Perspectives : deux recommandations à surveiller

Deux des dix propositions engagent directement l’avenir des services accompagnant des personnes handicapées. La première réorganise la gouvernance : Déléguer aux départements, dès 2027, la compétence de pilotage et de régulation du secteur de l’aide et des soins à domicile. Elle s’articulerait avec le service public départemental de l’autonomie, dont la loi prévoit qu’il facilite les démarches des personnes âgées, des personnes handicapées et des proches aidants, en garantissant que les services et les aides dont ils bénéficient soient coordonnés.

La seconde acte la fin d’une séparation ancienne : Organiser progressivement, entre 2027 et 2032, la polyvalence des services de soins à domicile (SSIAD et SAD mixtes) au bénéfice des personnes âgées et des personnes en situation de handicap. L’échéance est lointaine mais la trajectoire est claire, et le mouvement est déjà amorcé sans attendre : Cette polyvalence des accompagnements conjoints des personnes âgées et de celles en situation de handicap existe déjà dans une quinzaine départements.

Ces recommandations n’ont, à ce stade, aucune valeur contraignante : elles s’adressent au Gouvernement et au Parlement, qui décideront des suites. Pour les gestionnaires, l’intérêt est d’anticiper. Une direction qui prépare aujourd’hui son renouvellement d’autorisation ou son projet de service a tout intérêt à documenter sa capacité à accompagner les deux publics, plutôt qu’à s’en tenir à une spécialisation qui pourrait devenir un handicap dans la négociation à venir. Notre article sur la coordination des aides et accompagnements à domicile et celui sur l’accès à un service d’accompagnement à la vie sociale donnent les repères d’entrée.

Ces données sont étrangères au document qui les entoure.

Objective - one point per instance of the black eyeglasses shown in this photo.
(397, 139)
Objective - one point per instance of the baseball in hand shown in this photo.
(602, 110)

Mini-FAQ : la réforme des services autonomie à domicile

Un SAD est-il obligé d’accompagner à la fois personnes âgées et personnes handicapées ?
Non, pas aujourd’hui. Le rapport souligne que Cette polyvalence reste aujourd’hui une simple possibilité : un SAD peut rester spécialisé dans l’accompagnement d’un seul de ces publics. La Cour recommande toutefois de la généraliser progressivement entre 2027 et 2032.
Combien de places de SSIAD existent-elles pour les personnes handicapées ?
Le rapport recense, pour l’année de référence retenue, 7 069 places pour les personnes en situation de handicap, contre 127 073 places en 2024 pour les personnes âgées. Ces deux volumes relèvent d’autorisations distinctes, ce que la Cour propose précisément de réexaminer.
Quelle différence entre un SSIAD, un SPASAD et un service autonomie à domicile ?
Historiquement, les SPASAD (services polyvalents d’aide et de soins à domicile) sont des services assurant à la fois les missions d’un SSIAD et celles d’un service d’aide à domicile. Les objectifs d’un service de soins restent de Prévenir la perte d’autonomie, Éviter une hospitalisation, Faciliter le retour à domicile après une hospitalisation, Retarder une entrée dans un établissement d’hébergement. Le service autonomie à domicile est la catégorie unifiée censée absorber ces trois formats.